Wickham pointed to similar regional pushback on US-linked security installations, such as radar proposals being made towards Grenada.
“The leadership of the Caribbean is rallying around Grenada in terms of Grenada’s inclination to say no to the installation of radar equipment. Antigua has already said no,” he noted. “For all intents and purposes, that is a further indication that the region is very much unified regarding it being a Zone of Peace and regarding the extent to which there’s no desire to have the United States on board.”
But Wickham acknowledged the economic and geopolitical pressures small island states face. “Ralph Gonsalves made the point yesterday that 20 per cent of Grenada’s GDP is associated with St George’s Medical School. So our peculiar vulnerability is not lost on me.”
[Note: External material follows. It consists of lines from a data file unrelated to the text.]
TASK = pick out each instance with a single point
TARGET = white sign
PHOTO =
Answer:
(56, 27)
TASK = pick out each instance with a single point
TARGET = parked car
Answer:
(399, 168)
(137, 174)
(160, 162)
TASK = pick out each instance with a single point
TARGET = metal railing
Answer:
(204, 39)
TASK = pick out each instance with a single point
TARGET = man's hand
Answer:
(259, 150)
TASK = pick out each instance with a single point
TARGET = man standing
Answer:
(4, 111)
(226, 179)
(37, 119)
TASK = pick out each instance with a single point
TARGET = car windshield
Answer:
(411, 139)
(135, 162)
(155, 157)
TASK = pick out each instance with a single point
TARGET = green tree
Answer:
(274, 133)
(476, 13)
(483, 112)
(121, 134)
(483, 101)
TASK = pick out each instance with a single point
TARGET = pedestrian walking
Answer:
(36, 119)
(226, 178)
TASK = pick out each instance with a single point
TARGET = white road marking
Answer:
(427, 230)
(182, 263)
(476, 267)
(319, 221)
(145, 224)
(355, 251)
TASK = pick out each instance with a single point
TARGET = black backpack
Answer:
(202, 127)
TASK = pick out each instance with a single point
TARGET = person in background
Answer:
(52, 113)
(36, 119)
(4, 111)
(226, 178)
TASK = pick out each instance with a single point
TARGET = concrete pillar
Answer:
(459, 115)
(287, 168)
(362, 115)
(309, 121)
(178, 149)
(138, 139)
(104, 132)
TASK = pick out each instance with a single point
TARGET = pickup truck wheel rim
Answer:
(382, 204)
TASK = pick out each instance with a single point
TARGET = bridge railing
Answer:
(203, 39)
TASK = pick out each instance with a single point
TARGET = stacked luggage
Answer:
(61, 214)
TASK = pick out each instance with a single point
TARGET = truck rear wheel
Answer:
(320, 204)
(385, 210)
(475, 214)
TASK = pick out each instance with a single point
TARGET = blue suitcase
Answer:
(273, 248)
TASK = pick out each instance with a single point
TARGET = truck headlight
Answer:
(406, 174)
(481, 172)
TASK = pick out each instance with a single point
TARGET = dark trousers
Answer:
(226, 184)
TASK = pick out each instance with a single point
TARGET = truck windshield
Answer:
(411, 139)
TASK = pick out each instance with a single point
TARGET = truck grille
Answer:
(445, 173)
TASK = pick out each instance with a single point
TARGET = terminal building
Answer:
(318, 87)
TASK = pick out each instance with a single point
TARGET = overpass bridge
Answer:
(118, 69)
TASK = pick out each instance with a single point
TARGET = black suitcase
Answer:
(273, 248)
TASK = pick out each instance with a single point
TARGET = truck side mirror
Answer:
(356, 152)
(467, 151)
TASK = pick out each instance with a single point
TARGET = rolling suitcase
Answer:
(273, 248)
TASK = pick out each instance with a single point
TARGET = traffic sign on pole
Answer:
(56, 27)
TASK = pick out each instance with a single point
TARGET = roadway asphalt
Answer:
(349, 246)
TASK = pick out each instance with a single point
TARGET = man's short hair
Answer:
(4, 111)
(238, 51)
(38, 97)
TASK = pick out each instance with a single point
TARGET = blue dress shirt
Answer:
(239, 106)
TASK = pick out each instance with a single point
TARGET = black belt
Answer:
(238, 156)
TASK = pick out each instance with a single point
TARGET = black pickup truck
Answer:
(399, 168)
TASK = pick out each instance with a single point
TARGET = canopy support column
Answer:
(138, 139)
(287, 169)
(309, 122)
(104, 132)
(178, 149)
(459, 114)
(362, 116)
Despite this, the regional pollster and strategist insisted that the only workable pushback against escalation was collective resolve by CARICOM heads. He said: “You can’t stage any action in the Caribbean without the support of Caribbean governments… Right now, Trinidad and Tobago is on board, but none of the others appear to be on board.”
He framed Persad-Bissessar’s position as driven by energy security, particularly the Dragon Gas deal with Venezuela, and a belief that a US-engineered regime change or heavy pressure on Caracas could secure favourable terms. “That seems to be her strategy,” he said, calling it “illogical” given that even a limited conflict would destroy regional tourism growth.
In mirroring Wickham’s remarks, Professor Don Marshall, head of the UWI Sir Arthur Lewis Institute of Social and Economic Studies, warned that the integrity of CARICOM’s longstanding foreign policy coordination was itself now in peril.
“CARICOM is fractured by the position that Trinidad has taken in relation to allowing the United States permission to engage in all kinds of military and other kinds of manoeuvres, it’s just unprecedented,” he said. “We have to go back at least 40 years or so in the 1980s to bear witness to something similar.”
Professor Marshall argued that the region is witnessing a breakdown not in economic or integration protocols but specifically “in relation to how we will engage big powers”.
“I would be saying that Trinidad is defaulting on sovereignty,” he said. “There is a way in which we would treat narcotics trafficking on the high seas… that protocol should remain.”
He predicted that as Trump’s intentions become clearer, Trinidad and Tobago will face political and diplomatic embarrassment.
Professor Marshall said: “The more and more we get a clear unfolding of President Trump’s desires, the more embarrassed the Trinidad and Tobago government would be.”
On Friday, the US revealed that it is sending the aircraft carrier USS Gerald Ford to the waters off South America, in the latest escalation in the build-up of military assets in the Caribbean.
Both analysts agreed that the implications of Caribbean waters becoming a theatre for American power projection are grave, and that a visibly unified CARICOM stance is now not aspirational, but existential.